MCC saves time clinicians spend each day as they make their rounds to patient rooms and search out workstations that are equipped with the applications they need to use, said James Coffin, VP of Dell Healthcare and Life Sciences during a webcast to unveil the offering.

 

Instead of hunting down and logging on and off of various computing devices clinicians can "roam" and maintain applications sessions on any device within a facility by swiping an ID badge to log back in. Proximity detectors close down the applications 10 seconds after a clinician stops using a device.

 

Dell's first MCC customer is Silver Cross Hospital, a 300-bed facility in Joliet, Ill. The hospital helped Dell with the design, said Silver Cross CIO David Hillenmeyer. The computing option will play a key role in a new "patient-centric, bedside model" hospital that Silver Cross will open in early 2012, he said. The new hospital will have clinicians providing treatments and entering patient data at patients' bedsides.

 

The "real bonus" in the move to virtual desktops has been in freeing up clinicians to provide "extra time with patients," said Hillenmeyer. Before, log-ins took a minute or longer each time a clinician moved to another patient room, application or device.

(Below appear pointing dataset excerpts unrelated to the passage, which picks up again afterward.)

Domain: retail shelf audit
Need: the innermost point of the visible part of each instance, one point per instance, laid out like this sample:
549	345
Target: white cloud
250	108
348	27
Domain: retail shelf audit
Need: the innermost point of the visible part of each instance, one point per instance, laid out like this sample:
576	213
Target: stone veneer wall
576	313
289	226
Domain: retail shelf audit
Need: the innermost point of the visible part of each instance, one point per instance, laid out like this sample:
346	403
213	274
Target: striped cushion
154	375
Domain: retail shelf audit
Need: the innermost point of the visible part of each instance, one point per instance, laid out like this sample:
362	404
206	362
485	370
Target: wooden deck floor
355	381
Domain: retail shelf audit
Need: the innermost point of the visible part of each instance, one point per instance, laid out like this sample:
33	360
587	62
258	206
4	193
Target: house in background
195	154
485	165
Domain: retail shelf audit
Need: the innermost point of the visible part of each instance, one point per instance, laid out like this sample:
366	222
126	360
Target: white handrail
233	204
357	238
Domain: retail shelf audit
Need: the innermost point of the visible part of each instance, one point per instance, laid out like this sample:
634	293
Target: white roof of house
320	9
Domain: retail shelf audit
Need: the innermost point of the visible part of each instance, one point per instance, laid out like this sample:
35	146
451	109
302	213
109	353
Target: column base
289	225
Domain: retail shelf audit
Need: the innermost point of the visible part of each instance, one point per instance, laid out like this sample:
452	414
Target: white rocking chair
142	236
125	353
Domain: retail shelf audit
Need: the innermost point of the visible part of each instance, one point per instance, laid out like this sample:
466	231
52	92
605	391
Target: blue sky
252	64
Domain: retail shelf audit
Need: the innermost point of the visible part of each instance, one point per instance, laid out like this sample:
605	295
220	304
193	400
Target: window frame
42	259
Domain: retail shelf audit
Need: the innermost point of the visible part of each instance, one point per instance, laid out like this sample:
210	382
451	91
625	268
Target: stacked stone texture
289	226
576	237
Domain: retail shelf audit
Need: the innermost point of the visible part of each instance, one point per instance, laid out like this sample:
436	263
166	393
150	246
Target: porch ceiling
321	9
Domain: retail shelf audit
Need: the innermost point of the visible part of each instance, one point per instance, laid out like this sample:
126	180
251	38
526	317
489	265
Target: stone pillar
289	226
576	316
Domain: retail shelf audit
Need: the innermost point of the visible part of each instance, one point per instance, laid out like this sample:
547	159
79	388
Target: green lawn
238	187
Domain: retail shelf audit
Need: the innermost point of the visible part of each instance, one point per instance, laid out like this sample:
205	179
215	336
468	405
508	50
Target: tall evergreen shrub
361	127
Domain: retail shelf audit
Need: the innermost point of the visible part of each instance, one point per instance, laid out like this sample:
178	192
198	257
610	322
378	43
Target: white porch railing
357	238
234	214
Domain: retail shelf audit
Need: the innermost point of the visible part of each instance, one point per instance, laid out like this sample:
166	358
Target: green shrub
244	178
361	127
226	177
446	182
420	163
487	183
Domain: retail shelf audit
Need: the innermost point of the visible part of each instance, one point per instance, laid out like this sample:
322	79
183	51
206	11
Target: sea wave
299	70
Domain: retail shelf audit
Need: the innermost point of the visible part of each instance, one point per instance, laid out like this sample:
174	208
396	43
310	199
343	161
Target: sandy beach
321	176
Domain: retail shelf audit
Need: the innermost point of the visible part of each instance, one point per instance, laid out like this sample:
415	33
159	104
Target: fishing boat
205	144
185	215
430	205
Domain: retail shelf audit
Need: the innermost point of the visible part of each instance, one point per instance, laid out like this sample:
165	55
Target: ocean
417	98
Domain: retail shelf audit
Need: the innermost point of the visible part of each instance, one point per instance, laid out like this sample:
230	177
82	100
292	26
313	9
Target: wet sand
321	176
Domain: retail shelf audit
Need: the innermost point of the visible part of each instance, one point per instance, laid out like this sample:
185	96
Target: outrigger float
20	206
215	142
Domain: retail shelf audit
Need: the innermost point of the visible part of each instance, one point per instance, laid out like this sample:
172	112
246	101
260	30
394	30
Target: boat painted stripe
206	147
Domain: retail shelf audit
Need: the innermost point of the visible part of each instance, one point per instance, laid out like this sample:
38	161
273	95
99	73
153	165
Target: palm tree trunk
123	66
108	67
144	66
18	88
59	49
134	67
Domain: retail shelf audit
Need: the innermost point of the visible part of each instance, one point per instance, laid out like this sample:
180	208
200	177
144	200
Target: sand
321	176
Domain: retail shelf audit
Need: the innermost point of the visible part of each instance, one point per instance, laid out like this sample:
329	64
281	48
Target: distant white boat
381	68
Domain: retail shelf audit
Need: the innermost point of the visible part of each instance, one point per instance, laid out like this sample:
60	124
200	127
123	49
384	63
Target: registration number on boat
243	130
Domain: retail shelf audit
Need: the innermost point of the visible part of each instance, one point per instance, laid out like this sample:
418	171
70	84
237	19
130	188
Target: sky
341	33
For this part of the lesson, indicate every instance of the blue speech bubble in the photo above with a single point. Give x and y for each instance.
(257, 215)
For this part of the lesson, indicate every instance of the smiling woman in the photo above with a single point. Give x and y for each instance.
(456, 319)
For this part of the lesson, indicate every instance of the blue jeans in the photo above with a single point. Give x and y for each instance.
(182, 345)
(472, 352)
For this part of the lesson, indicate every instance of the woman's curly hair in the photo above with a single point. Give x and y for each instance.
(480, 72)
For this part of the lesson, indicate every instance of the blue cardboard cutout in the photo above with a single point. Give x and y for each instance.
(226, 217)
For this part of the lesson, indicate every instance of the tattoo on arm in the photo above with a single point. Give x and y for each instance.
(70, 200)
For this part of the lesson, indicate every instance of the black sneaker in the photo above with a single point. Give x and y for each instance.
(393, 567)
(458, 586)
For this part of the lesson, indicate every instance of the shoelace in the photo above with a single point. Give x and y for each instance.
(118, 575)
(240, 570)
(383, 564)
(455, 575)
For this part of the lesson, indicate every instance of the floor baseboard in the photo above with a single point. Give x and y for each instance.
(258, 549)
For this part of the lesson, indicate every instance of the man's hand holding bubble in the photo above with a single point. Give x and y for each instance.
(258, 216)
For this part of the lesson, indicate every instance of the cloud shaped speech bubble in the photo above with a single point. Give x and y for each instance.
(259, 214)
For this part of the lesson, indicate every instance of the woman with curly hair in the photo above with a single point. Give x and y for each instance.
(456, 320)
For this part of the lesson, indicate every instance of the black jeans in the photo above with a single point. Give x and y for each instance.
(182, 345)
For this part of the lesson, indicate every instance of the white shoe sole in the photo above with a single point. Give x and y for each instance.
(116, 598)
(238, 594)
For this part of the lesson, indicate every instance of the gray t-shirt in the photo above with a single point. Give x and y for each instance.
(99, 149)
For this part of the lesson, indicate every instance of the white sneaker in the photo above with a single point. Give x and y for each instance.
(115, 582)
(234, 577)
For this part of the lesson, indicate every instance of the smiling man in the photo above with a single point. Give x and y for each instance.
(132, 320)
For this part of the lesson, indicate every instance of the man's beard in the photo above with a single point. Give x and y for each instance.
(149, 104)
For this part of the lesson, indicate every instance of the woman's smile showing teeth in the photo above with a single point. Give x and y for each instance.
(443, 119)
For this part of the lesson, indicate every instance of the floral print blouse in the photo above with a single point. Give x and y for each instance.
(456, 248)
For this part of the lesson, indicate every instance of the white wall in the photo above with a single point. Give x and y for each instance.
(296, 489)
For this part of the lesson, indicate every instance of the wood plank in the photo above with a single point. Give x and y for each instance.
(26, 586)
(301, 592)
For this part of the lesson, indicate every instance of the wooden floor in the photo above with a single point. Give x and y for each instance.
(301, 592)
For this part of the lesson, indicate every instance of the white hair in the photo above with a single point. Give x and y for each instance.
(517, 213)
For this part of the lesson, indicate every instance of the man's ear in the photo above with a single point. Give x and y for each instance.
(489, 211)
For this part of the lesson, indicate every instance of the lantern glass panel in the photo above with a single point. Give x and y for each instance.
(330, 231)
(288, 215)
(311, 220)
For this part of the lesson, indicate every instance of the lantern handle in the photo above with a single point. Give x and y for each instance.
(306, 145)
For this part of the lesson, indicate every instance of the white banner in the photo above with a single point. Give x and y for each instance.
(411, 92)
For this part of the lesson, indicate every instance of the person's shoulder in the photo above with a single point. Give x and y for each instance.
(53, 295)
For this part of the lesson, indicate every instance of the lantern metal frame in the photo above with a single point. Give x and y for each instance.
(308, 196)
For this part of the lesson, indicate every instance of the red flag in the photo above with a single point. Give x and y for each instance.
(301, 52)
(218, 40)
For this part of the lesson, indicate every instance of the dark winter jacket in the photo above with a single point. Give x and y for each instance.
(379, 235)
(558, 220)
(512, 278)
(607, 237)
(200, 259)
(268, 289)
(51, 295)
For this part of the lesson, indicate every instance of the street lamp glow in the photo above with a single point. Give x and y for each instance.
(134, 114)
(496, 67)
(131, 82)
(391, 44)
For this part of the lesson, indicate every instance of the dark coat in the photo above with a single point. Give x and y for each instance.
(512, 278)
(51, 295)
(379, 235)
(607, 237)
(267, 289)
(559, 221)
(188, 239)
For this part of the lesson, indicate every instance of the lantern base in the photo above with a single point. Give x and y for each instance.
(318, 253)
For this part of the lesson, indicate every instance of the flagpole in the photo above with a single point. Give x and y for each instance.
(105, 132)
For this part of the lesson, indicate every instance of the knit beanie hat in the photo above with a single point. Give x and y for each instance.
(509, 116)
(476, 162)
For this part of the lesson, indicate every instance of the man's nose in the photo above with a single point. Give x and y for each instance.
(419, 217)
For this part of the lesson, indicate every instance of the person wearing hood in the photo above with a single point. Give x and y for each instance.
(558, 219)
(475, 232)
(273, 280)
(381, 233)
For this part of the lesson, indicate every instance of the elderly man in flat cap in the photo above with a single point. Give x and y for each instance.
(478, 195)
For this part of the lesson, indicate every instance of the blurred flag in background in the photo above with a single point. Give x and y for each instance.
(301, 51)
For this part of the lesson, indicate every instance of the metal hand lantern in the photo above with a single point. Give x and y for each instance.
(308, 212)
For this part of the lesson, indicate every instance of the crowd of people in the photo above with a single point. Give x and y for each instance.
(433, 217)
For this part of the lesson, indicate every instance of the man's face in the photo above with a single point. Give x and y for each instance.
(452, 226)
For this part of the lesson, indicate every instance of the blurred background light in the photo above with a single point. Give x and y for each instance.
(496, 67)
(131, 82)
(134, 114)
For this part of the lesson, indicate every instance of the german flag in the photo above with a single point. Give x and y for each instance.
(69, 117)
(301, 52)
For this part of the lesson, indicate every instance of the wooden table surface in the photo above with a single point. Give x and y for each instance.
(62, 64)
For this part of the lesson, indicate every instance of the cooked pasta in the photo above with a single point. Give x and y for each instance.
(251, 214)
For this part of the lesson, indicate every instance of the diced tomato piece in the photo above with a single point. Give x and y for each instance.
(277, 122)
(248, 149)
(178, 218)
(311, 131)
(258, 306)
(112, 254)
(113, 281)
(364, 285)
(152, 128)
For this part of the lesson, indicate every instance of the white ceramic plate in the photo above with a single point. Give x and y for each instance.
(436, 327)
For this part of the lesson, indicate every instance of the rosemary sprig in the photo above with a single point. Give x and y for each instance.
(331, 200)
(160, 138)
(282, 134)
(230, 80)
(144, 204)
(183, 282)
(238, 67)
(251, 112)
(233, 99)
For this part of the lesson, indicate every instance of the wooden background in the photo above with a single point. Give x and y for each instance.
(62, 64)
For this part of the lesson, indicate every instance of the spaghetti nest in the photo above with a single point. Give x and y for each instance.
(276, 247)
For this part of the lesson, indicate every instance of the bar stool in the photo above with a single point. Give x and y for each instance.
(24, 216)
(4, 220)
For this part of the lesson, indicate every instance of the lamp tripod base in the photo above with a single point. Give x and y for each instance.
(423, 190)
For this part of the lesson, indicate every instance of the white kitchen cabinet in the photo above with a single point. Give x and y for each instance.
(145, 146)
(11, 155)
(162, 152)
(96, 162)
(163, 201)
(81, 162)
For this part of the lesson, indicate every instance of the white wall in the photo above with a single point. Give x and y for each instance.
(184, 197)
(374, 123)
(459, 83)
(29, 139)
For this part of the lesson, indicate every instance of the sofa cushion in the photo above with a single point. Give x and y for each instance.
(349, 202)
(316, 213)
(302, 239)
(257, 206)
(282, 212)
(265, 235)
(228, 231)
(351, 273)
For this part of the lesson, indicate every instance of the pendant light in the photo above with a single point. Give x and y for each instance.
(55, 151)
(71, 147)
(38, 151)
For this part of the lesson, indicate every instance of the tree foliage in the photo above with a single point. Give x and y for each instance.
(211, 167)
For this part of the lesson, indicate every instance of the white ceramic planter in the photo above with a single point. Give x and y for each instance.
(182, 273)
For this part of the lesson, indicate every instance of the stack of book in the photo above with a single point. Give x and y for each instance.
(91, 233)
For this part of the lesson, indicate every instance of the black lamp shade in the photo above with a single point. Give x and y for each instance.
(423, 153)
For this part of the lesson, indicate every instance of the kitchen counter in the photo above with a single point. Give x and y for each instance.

Now, it takes "seconds" to resume computing sessions, he said.

 

Not only are MCC's 1,000 clinicians saving about an hour day with the simplified access, but the time it takes for Silver Cross's IT team to update applications have also been reduced from hours to minutes, said Bill Bisch, Silver Cross director of technical services. "This gives us time for more innovative projects," such as work related to the opening of Silver Cross' new hospital in the first quarter of 2012, he said.

 

MCC pricing varies with the size of hospital, configuration and other details. A hosted or private cloud based MCC configuration is also available through Dell Services, formally Perot Systems.

 

While Dell is the latest, it isn't the only vendor selling virtual desktop, single sign-on offerings to healthcare organizations. Other vendors include Sychron and Novell.